Anche le relazioni dell’Azerbaigian con la Russia si sono inasprite a seguito del controverso incidente aereo del 25 dicembre 2024. Baku ha accusato la Russia di aver erroneamente colpito un volo dell’Azerbaijan Airlines con missili di difesa aerea, un’affermazione fortemente contestata da Mosca. Questo incidente, insieme alla recente morte di due fratelli azeri durante un raid della polizia russa a Ekaterinburg, ha alimentato un battibecco pubblico senza precedenti e un risentimento sempre più profondo, riducendo la capacità della Russia di agire come arbitro regionale indiscusso.
Le sfide restano
Nonostante il segnale positivo trasmesso dai colloqui diretti, permangono ostacoli significativi. Sul piano interno, Pashinyan subisce notevoli pressioni da parte dell’opposizione, della Chiesa e degli ambienti oligarchici, che alcuni analisti ritengono sostenuti dal Cremlino.
Allo stesso modo, la detenzione del miliardario russo Samvel Karapetyan, che controlla la rete elettrica nazionale dell’Armenia e aveva espresso ambizioni politiche sostenendo le posizioni della chiesa (che è in contrasto da tempo con il primo ministro) sottolinea ulteriormente i conflitti interni.
Secondo Richard Giragosian , direttore del Centro Studi Regionali di Yerevan, dei frequenti “tentativi di colpo di stato” contro il governo democraticamente eletto – cinque dal 2018 – “nessuno [è stato] molto grave”. Ha dichiarato a Euronews che queste mosse sono “progettate per ottenere il sostegno russo” più che “guidate dall’attività russa” – anche se la Russia stessa è “sopraffatta da tutto ciò che riguarda l’Ucraina”.
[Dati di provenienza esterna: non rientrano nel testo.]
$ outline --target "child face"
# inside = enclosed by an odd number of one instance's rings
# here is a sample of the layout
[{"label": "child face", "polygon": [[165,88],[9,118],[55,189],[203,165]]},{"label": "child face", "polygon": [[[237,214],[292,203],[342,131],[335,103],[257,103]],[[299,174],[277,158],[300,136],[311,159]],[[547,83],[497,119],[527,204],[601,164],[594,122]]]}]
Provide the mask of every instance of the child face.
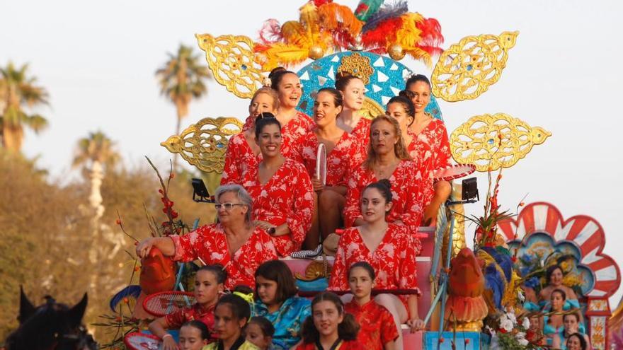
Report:
[{"label": "child face", "polygon": [[258,296],[262,303],[266,305],[273,305],[277,303],[276,281],[258,276],[256,278],[256,284],[258,286]]},{"label": "child face", "polygon": [[322,301],[312,310],[314,325],[321,337],[328,337],[338,333],[338,326],[344,319],[338,308],[331,301]]},{"label": "child face", "polygon": [[219,304],[215,309],[215,332],[219,339],[236,339],[246,320],[236,318],[229,304]]},{"label": "child face", "polygon": [[200,305],[214,304],[223,291],[223,284],[217,281],[217,276],[210,271],[198,271],[195,276],[195,298]]},{"label": "child face", "polygon": [[361,299],[370,296],[375,286],[375,281],[365,269],[357,267],[350,269],[348,286],[350,287],[350,292],[355,298]]},{"label": "child face", "polygon": [[207,344],[207,339],[201,339],[201,331],[192,326],[180,329],[180,349],[181,350],[201,350]]},{"label": "child face", "polygon": [[257,323],[249,323],[246,326],[246,340],[251,342],[261,350],[268,349],[268,346],[273,342],[270,337],[265,337],[262,329]]}]

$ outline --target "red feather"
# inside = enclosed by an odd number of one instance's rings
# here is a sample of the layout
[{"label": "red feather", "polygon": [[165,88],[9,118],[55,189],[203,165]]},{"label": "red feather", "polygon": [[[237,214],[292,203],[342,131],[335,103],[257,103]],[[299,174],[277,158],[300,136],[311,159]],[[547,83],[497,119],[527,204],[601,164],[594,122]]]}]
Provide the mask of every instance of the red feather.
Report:
[{"label": "red feather", "polygon": [[440,47],[443,44],[441,25],[436,19],[424,18],[424,21],[416,23],[416,27],[422,31],[420,33],[421,40],[416,45],[417,47],[431,55],[440,54],[443,52],[443,49]]},{"label": "red feather", "polygon": [[396,17],[379,23],[375,29],[363,33],[361,42],[368,49],[385,50],[388,41],[395,40],[396,31],[402,26],[402,18]]}]

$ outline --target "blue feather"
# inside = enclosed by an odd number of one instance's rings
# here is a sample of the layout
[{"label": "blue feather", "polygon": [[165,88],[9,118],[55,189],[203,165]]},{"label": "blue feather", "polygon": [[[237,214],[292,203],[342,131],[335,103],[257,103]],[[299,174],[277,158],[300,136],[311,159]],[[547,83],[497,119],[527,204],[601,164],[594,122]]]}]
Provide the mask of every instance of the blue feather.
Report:
[{"label": "blue feather", "polygon": [[498,308],[502,308],[502,296],[504,294],[504,277],[496,265],[490,264],[484,269],[485,287],[493,293],[493,303]]},{"label": "blue feather", "polygon": [[137,298],[141,293],[141,286],[135,284],[132,284],[128,286],[123,289],[119,291],[117,294],[115,294],[112,298],[110,298],[110,310],[113,310],[113,313],[116,313],[117,305],[119,305],[119,302],[122,301],[124,298],[127,296],[133,296],[135,298]]},{"label": "blue feather", "polygon": [[399,17],[408,12],[408,6],[406,0],[399,0],[393,4],[384,4],[380,10],[371,16],[361,28],[361,33],[365,33],[376,28],[382,22],[389,18]]}]

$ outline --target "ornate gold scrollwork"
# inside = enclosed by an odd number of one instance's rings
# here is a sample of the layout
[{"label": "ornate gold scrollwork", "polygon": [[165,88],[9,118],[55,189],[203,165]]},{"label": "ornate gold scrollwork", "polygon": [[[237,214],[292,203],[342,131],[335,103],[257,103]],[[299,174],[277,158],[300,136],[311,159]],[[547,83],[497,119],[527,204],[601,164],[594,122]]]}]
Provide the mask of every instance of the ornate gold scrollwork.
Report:
[{"label": "ornate gold scrollwork", "polygon": [[[450,135],[452,158],[478,171],[510,168],[551,133],[504,113],[469,118]],[[501,139],[500,139],[501,138]]]},{"label": "ornate gold scrollwork", "polygon": [[338,67],[338,71],[348,71],[362,80],[365,85],[367,85],[370,83],[370,77],[375,72],[375,69],[370,63],[370,57],[355,52],[350,56],[342,57],[340,66]]},{"label": "ornate gold scrollwork", "polygon": [[229,139],[241,130],[242,123],[234,117],[203,118],[160,145],[202,171],[222,173]]},{"label": "ornate gold scrollwork", "polygon": [[481,95],[500,79],[518,34],[469,36],[450,46],[433,71],[433,94],[448,102]]},{"label": "ornate gold scrollwork", "polygon": [[215,79],[227,91],[241,98],[251,98],[262,86],[261,68],[253,61],[253,41],[244,35],[210,34],[195,35]]}]

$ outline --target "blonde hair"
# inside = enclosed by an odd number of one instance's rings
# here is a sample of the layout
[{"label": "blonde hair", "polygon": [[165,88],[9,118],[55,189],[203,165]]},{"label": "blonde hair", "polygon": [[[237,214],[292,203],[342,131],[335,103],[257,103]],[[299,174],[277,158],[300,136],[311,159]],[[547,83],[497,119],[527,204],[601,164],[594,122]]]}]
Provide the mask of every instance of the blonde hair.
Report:
[{"label": "blonde hair", "polygon": [[[402,132],[400,130],[400,124],[398,124],[398,121],[391,117],[385,115],[379,115],[375,119],[372,119],[372,122],[370,124],[370,131],[369,137],[372,139],[372,127],[375,124],[378,123],[381,121],[385,121],[388,123],[391,124],[391,126],[394,127],[394,133],[396,134],[396,136],[398,137],[398,142],[394,145],[394,154],[396,155],[396,158],[401,160],[401,161],[411,161],[412,158],[411,156],[409,156],[408,152],[406,150],[406,146],[404,145],[404,139],[402,138]],[[365,161],[363,162],[363,166],[368,170],[372,170],[372,165],[374,165],[375,163],[377,161],[377,153],[375,151],[375,149],[372,148],[372,142],[370,142],[367,148],[367,158],[365,159]]]},{"label": "blonde hair", "polygon": [[266,95],[273,98],[273,110],[276,110],[279,108],[279,105],[280,104],[280,102],[279,101],[279,95],[278,95],[277,91],[266,86],[263,86],[256,91],[255,93],[253,93],[253,98],[251,99],[251,103],[249,103],[249,105],[252,105],[253,100],[255,100],[256,98],[258,97],[258,95],[260,95],[261,93],[265,93]]}]

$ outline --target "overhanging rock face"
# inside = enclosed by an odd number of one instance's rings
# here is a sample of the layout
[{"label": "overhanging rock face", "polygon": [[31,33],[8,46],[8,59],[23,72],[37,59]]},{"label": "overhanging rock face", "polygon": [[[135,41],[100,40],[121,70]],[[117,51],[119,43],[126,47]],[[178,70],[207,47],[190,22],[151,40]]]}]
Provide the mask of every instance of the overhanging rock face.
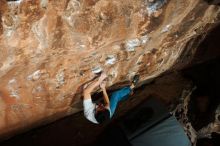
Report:
[{"label": "overhanging rock face", "polygon": [[80,87],[108,87],[187,64],[219,21],[203,0],[0,1],[0,135],[81,110]]}]

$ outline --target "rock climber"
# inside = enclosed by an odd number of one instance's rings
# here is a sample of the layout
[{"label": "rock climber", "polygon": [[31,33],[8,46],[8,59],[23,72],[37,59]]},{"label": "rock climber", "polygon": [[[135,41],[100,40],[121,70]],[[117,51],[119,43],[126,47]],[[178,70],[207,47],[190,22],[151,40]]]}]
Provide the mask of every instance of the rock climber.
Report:
[{"label": "rock climber", "polygon": [[[98,80],[92,81],[89,84],[84,86],[83,91],[83,107],[84,107],[84,116],[91,122],[95,124],[101,124],[105,121],[108,121],[112,118],[117,104],[125,100],[132,93],[134,87],[139,81],[139,75],[135,75],[131,82],[131,85],[123,87],[117,91],[114,91],[110,98],[106,92],[106,79],[107,75],[102,73]],[[104,104],[101,102],[95,104],[92,102],[91,93],[95,88],[100,87],[103,92]]]}]

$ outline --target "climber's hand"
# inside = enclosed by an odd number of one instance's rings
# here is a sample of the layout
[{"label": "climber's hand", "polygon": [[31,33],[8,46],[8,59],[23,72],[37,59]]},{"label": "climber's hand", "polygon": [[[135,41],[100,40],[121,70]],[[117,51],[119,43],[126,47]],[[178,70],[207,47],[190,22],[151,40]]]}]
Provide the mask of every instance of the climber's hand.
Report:
[{"label": "climber's hand", "polygon": [[106,81],[103,81],[101,84],[100,84],[100,88],[101,89],[105,89],[106,87]]},{"label": "climber's hand", "polygon": [[99,77],[99,82],[101,83],[106,78],[107,78],[106,73],[102,73],[101,76]]}]

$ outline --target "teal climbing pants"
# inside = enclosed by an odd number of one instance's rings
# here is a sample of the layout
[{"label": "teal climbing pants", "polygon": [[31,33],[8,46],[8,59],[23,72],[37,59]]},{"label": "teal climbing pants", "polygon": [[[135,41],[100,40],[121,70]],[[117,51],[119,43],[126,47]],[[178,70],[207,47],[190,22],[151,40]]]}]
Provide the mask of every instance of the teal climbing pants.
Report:
[{"label": "teal climbing pants", "polygon": [[131,91],[132,91],[131,88],[128,86],[128,87],[121,88],[111,94],[110,96],[111,117],[114,115],[114,112],[117,108],[118,103],[122,100],[127,99]]}]

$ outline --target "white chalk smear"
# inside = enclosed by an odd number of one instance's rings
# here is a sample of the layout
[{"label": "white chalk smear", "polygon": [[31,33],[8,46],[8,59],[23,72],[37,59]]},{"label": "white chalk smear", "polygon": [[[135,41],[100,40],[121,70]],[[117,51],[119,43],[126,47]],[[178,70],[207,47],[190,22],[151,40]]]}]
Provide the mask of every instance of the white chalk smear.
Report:
[{"label": "white chalk smear", "polygon": [[98,73],[102,72],[102,68],[100,66],[93,67],[92,72],[94,74],[98,74]]},{"label": "white chalk smear", "polygon": [[65,83],[65,74],[63,70],[60,70],[56,75],[57,87]]},{"label": "white chalk smear", "polygon": [[135,38],[135,39],[127,40],[125,43],[125,48],[128,52],[132,52],[135,51],[135,48],[140,45],[141,45],[140,40]]},{"label": "white chalk smear", "polygon": [[166,0],[155,0],[155,2],[148,3],[147,6],[148,15],[150,16],[152,13],[162,8],[166,2],[167,2]]},{"label": "white chalk smear", "polygon": [[16,99],[20,99],[20,96],[18,95],[16,79],[11,79],[8,82],[8,89],[9,89],[11,97],[15,97]]},{"label": "white chalk smear", "polygon": [[170,24],[168,24],[168,25],[166,25],[162,30],[161,30],[161,33],[165,33],[165,32],[168,32],[170,29],[171,29],[171,25]]},{"label": "white chalk smear", "polygon": [[33,81],[39,80],[40,77],[41,77],[41,74],[42,74],[42,71],[41,71],[41,70],[37,70],[37,71],[35,71],[34,73],[32,73],[31,75],[29,75],[29,76],[27,77],[27,79],[28,79],[29,81],[31,81],[31,80],[33,80]]},{"label": "white chalk smear", "polygon": [[147,35],[144,35],[140,38],[142,45],[146,44],[149,40],[150,40],[150,38]]},{"label": "white chalk smear", "polygon": [[115,62],[116,62],[116,57],[114,55],[108,55],[105,64],[113,65],[115,64]]}]

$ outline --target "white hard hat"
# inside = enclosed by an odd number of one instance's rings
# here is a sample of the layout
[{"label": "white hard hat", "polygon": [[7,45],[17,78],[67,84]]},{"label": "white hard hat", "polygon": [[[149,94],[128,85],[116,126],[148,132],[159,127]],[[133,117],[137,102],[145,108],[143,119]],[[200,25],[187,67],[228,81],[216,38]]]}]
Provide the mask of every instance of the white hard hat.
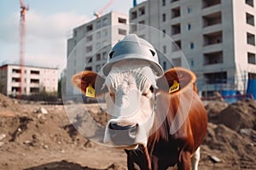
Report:
[{"label": "white hard hat", "polygon": [[110,50],[108,62],[103,65],[102,71],[107,76],[113,65],[124,60],[143,60],[150,64],[151,69],[157,76],[164,75],[164,71],[159,64],[158,55],[154,48],[146,40],[135,34],[129,34],[117,42]]}]

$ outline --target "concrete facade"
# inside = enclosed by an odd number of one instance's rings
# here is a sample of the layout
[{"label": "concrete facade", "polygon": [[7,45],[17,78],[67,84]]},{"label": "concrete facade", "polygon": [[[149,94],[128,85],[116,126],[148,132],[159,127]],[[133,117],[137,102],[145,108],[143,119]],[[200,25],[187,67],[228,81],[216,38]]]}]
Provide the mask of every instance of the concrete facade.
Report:
[{"label": "concrete facade", "polygon": [[113,45],[129,33],[128,22],[126,14],[111,12],[73,29],[73,37],[67,40],[67,97],[79,94],[70,82],[74,74],[84,70],[100,71]]},{"label": "concrete facade", "polygon": [[58,69],[19,65],[0,67],[0,92],[5,95],[30,95],[58,91]]},{"label": "concrete facade", "polygon": [[[130,10],[130,23],[153,26],[163,36],[151,35],[143,26],[131,31],[171,57],[172,65],[188,62],[202,95],[244,93],[247,80],[256,78],[255,6],[255,0],[148,0]],[[180,49],[166,44],[165,34]]]}]

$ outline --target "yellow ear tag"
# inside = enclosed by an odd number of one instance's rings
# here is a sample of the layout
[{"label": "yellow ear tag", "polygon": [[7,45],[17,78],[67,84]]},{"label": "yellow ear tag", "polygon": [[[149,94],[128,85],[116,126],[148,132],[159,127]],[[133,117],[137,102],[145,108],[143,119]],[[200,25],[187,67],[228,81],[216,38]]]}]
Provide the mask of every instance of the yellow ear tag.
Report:
[{"label": "yellow ear tag", "polygon": [[95,98],[95,89],[92,88],[91,84],[89,84],[89,86],[86,88],[85,96]]},{"label": "yellow ear tag", "polygon": [[171,86],[170,88],[169,88],[169,94],[172,94],[172,93],[176,92],[177,90],[179,90],[179,83],[175,80],[173,82],[172,86]]}]

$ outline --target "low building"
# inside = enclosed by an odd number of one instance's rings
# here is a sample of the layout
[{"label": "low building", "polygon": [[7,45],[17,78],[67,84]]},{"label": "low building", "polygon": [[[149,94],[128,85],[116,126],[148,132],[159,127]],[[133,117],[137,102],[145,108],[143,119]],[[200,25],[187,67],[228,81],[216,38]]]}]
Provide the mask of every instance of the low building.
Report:
[{"label": "low building", "polygon": [[30,95],[58,90],[58,69],[41,66],[3,65],[0,66],[0,93]]}]

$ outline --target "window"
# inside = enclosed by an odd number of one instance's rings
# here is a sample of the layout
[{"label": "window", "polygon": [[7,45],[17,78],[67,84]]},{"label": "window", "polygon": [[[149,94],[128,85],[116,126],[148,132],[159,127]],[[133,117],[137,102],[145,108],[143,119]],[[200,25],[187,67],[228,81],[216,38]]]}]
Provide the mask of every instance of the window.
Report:
[{"label": "window", "polygon": [[163,37],[166,37],[166,30],[163,30]]},{"label": "window", "polygon": [[39,74],[40,74],[40,71],[30,71],[30,74],[32,74],[32,75],[39,75]]},{"label": "window", "polygon": [[13,77],[12,78],[12,82],[20,82],[20,78]]},{"label": "window", "polygon": [[245,2],[247,5],[253,7],[253,0],[245,0]]},{"label": "window", "polygon": [[172,60],[173,66],[181,66],[181,58],[176,58]]},{"label": "window", "polygon": [[175,41],[172,43],[172,51],[178,51],[181,49],[181,41]]},{"label": "window", "polygon": [[30,83],[39,84],[39,79],[30,79]]},{"label": "window", "polygon": [[205,15],[203,18],[203,26],[211,26],[217,24],[221,24],[221,13],[217,12],[208,15]]},{"label": "window", "polygon": [[256,74],[253,72],[248,72],[248,79],[252,80],[256,80]]},{"label": "window", "polygon": [[202,2],[203,8],[212,7],[219,3],[221,3],[221,0],[203,0]]},{"label": "window", "polygon": [[195,44],[194,44],[194,42],[190,42],[189,48],[190,48],[190,49],[194,49],[194,48],[195,48]]},{"label": "window", "polygon": [[86,26],[86,31],[92,31],[93,30],[93,25],[89,25]]},{"label": "window", "polygon": [[101,28],[101,27],[102,27],[102,22],[101,22],[101,20],[98,20],[98,21],[96,22],[96,28],[99,29],[99,28]]},{"label": "window", "polygon": [[104,30],[102,31],[102,36],[103,36],[103,37],[105,37],[108,36],[108,31],[107,31],[106,29],[104,29]]},{"label": "window", "polygon": [[205,73],[204,79],[207,84],[227,83],[227,72]]},{"label": "window", "polygon": [[90,63],[92,61],[92,57],[86,57],[86,60],[88,63]]},{"label": "window", "polygon": [[162,0],[162,5],[166,6],[166,0]]},{"label": "window", "polygon": [[139,16],[145,14],[145,7],[141,7],[138,9]]},{"label": "window", "polygon": [[247,32],[247,44],[255,45],[255,35]]},{"label": "window", "polygon": [[96,32],[96,38],[99,39],[101,38],[102,35],[101,35],[101,31],[97,31]]},{"label": "window", "polygon": [[190,60],[190,66],[194,67],[194,65],[195,65],[194,59],[191,59]]},{"label": "window", "polygon": [[86,37],[86,42],[91,42],[92,41],[92,35]]},{"label": "window", "polygon": [[255,54],[247,53],[247,60],[249,64],[256,65]]},{"label": "window", "polygon": [[166,14],[162,14],[162,21],[163,21],[163,22],[166,22]]},{"label": "window", "polygon": [[190,31],[191,30],[191,24],[189,23],[188,26],[187,26],[187,27],[188,27],[188,31]]},{"label": "window", "polygon": [[96,49],[100,49],[101,47],[101,42],[96,42]]},{"label": "window", "polygon": [[204,65],[215,65],[223,63],[223,52],[212,52],[204,54]]},{"label": "window", "polygon": [[172,26],[172,35],[176,35],[180,33],[180,24]]},{"label": "window", "polygon": [[204,34],[204,46],[212,45],[222,42],[222,31]]},{"label": "window", "polygon": [[143,30],[145,28],[144,25],[145,25],[144,20],[139,21],[139,30]]},{"label": "window", "polygon": [[119,18],[119,23],[120,24],[126,24],[126,19]]},{"label": "window", "polygon": [[187,7],[187,11],[188,11],[188,14],[191,14],[192,13],[192,8],[191,7]]},{"label": "window", "polygon": [[254,16],[247,13],[247,23],[251,26],[254,26]]},{"label": "window", "polygon": [[73,31],[73,37],[77,37],[78,36],[78,31],[77,30],[74,30]]},{"label": "window", "polygon": [[101,54],[96,54],[96,61],[101,60]]},{"label": "window", "polygon": [[126,31],[126,30],[124,30],[124,29],[119,29],[119,35],[124,35],[124,36],[125,36],[126,34],[127,34],[127,31]]},{"label": "window", "polygon": [[166,71],[167,69],[166,67],[166,61],[163,62],[163,70]]},{"label": "window", "polygon": [[107,52],[103,52],[103,53],[102,53],[102,59],[103,59],[103,60],[108,60],[108,54],[107,54]]},{"label": "window", "polygon": [[180,16],[180,8],[172,8],[172,19]]},{"label": "window", "polygon": [[20,69],[13,69],[13,73],[21,73]]},{"label": "window", "polygon": [[131,25],[131,32],[135,32],[135,31],[137,31],[137,24],[133,24],[133,25]]},{"label": "window", "polygon": [[86,51],[87,53],[91,52],[91,51],[92,51],[92,46],[87,46],[87,47],[85,48],[85,51]]},{"label": "window", "polygon": [[101,70],[101,65],[97,65],[96,67],[96,71],[100,71],[100,70]]},{"label": "window", "polygon": [[30,88],[30,93],[39,93],[39,88]]},{"label": "window", "polygon": [[166,45],[163,46],[163,53],[166,54]]},{"label": "window", "polygon": [[131,20],[137,19],[137,11],[131,12]]},{"label": "window", "polygon": [[102,20],[102,26],[108,26],[108,18],[104,18]]}]

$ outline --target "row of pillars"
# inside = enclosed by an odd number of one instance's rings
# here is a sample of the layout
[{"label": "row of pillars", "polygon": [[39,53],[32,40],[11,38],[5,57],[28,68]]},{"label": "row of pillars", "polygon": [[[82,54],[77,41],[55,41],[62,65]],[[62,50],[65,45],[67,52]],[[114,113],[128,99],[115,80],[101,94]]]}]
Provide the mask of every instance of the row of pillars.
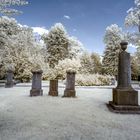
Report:
[{"label": "row of pillars", "polygon": [[[30,96],[42,96],[42,70],[32,71],[32,89],[30,90]],[[63,97],[75,97],[75,72],[67,72],[66,87]],[[58,80],[50,80],[49,93],[50,96],[58,96]]]},{"label": "row of pillars", "polygon": [[[138,113],[140,106],[138,104],[138,91],[131,86],[131,64],[130,54],[126,52],[127,42],[121,42],[122,51],[119,54],[118,64],[118,85],[113,89],[112,101],[107,106],[116,113]],[[43,71],[32,71],[32,89],[30,96],[43,95],[42,90],[42,73]],[[13,86],[12,71],[9,71],[6,87]],[[58,96],[58,80],[50,81],[49,95]],[[63,97],[75,97],[75,72],[67,72],[67,82]]]},{"label": "row of pillars", "polygon": [[[30,96],[42,96],[43,90],[42,90],[42,70],[36,70],[32,71],[32,89],[30,90]],[[63,97],[75,97],[76,91],[75,91],[75,74],[76,72],[70,72],[67,71],[67,81],[66,81],[66,87],[64,90]],[[6,88],[11,88],[14,86],[13,81],[13,71],[8,70],[7,71],[7,81],[5,83]],[[50,80],[50,86],[49,86],[49,93],[50,96],[58,96],[58,80]]]}]

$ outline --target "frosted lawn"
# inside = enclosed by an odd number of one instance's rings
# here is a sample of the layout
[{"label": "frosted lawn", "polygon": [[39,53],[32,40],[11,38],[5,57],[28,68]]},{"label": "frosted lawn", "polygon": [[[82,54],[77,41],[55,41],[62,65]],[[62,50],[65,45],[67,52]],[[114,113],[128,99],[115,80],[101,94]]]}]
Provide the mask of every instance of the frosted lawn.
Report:
[{"label": "frosted lawn", "polygon": [[[31,87],[0,87],[0,140],[138,140],[140,116],[108,111],[111,89],[77,88],[77,98],[29,97]],[[139,91],[140,94],[140,91]],[[140,103],[140,97],[139,97]]]}]

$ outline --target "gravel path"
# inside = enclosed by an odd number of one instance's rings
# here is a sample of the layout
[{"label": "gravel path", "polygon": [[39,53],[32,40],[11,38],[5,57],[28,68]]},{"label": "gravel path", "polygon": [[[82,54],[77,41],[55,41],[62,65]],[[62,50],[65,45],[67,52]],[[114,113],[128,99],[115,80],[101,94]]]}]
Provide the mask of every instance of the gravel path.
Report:
[{"label": "gravel path", "polygon": [[74,99],[43,90],[29,97],[30,87],[0,87],[0,140],[140,140],[139,115],[108,111],[111,89],[77,88]]}]

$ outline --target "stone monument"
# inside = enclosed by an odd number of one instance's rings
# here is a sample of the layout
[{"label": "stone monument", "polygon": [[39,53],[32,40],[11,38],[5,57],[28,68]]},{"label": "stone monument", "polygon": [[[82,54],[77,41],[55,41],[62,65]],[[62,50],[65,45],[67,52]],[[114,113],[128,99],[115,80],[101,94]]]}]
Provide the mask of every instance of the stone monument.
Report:
[{"label": "stone monument", "polygon": [[128,43],[121,42],[122,51],[119,54],[118,64],[118,85],[113,89],[113,101],[108,107],[116,113],[140,113],[138,105],[138,92],[131,86],[131,65],[130,54],[125,50]]},{"label": "stone monument", "polygon": [[75,71],[67,71],[66,88],[63,97],[75,97]]},{"label": "stone monument", "polygon": [[30,90],[30,96],[42,96],[42,70],[33,70],[32,71],[32,89]]},{"label": "stone monument", "polygon": [[58,80],[57,79],[50,80],[49,95],[58,96]]},{"label": "stone monument", "polygon": [[7,70],[5,88],[11,88],[14,86],[13,77],[14,77],[13,70]]}]

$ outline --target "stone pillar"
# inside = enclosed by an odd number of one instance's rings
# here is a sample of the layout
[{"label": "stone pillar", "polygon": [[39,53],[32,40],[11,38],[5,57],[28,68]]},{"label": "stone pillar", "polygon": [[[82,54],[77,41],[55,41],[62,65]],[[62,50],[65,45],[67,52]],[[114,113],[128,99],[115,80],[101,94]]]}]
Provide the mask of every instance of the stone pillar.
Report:
[{"label": "stone pillar", "polygon": [[50,80],[49,95],[58,96],[58,80],[57,79]]},{"label": "stone pillar", "polygon": [[127,42],[121,42],[122,52],[119,54],[118,85],[113,89],[113,101],[109,102],[109,109],[117,113],[140,113],[138,92],[131,86],[131,64]]},{"label": "stone pillar", "polygon": [[63,97],[75,97],[75,74],[74,71],[67,71],[67,82]]},{"label": "stone pillar", "polygon": [[42,96],[42,70],[32,71],[32,89],[30,90],[30,96]]},{"label": "stone pillar", "polygon": [[12,70],[8,70],[6,75],[5,88],[11,88],[14,86],[13,77],[14,77],[14,72]]}]

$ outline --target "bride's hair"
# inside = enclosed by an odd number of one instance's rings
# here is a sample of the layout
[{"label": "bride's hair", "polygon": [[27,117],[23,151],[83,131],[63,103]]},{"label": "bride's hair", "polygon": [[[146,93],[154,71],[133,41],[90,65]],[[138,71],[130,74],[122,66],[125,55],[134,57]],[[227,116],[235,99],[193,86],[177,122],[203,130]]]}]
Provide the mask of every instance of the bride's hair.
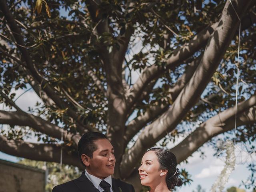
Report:
[{"label": "bride's hair", "polygon": [[154,151],[157,157],[160,169],[167,170],[166,182],[169,189],[173,189],[176,186],[181,186],[183,182],[178,178],[179,169],[177,168],[177,159],[172,152],[158,148],[152,148],[148,151]]}]

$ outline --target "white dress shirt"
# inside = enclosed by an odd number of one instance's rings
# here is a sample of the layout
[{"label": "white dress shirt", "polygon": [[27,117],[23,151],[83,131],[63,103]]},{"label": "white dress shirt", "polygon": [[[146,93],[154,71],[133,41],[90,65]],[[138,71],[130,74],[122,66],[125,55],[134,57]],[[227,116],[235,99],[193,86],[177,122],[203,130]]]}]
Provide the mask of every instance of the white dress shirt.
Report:
[{"label": "white dress shirt", "polygon": [[[98,189],[100,192],[102,192],[104,190],[104,189],[103,189],[103,188],[100,186],[100,182],[101,182],[101,181],[102,181],[101,179],[100,179],[97,177],[89,174],[86,169],[85,170],[85,176],[87,178],[88,178],[89,180],[92,182],[92,183],[93,185],[94,185],[95,188]],[[111,178],[111,176],[110,175],[108,176],[108,177],[106,177],[103,180],[110,185],[110,192],[113,192],[113,190],[112,189],[112,178]]]}]

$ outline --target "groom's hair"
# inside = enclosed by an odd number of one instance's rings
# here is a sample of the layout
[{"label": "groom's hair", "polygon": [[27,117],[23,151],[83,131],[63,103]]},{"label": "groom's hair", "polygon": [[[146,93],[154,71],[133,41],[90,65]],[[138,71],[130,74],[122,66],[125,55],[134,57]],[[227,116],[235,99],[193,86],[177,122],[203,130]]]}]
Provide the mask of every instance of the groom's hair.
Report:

Giragosian ha anche preso atto di due distinte campagne di disinformazione russe. La prima riguarda resoconti inventati di un rafforzamento militare russo nella base di Gyumri, volti sia ad allarmare gli osservatori dell’UE sia a fare pressione su Yerevan, che si sta sempre più allineando all’Europa. La seconda, che Giragosian ha liquidato come “altrettanto assurda”, riguarda le accuse russe di un “impianto di armi biologiche in Armenia orchestrato dagli americani”– un’accusa che Mosca ha già usato contro Ucraina e Georgia. Queste campagne, ha sostenuto Giragosian, paradossalmente “mettono in luce la debolezza della Russia”, nonostante l’incombente “tempesta all’orizzonte” mentre la Russia cerca di riconquistare l’influenza perduta.
Il percorso verso un accordo di pace globale e duraturo è intricato. Se la natura non mediata dell’incontro di Abu Dhabi segna una svolta cruciale, la concretizzazione del risultato dipenderà dalla capacità di entrambi i leader di gestire la complessa politica interna, mantenere lo slancio diplomatico e assicurarsi il supporto coordinato degli attori internazionali interessati, oltre a Mosca. Mentre il Caucaso meridionale continua a ridefinire il suo panorama geopolitico, il mondo osserva per vedere se questo nuovo dialogo diretto possa finalmente trasformare decenni di conflitto in una pace sostenibile.
1 Baku è la capitale dell’Azerbaigian.
2 Exclave è un territorio situato entro i confini di uno stato ma politicamente dipendente da un altro.
3Yerevan è la capitale dell’Armenia.
Pubblicato da Global voices, da noi tradotto.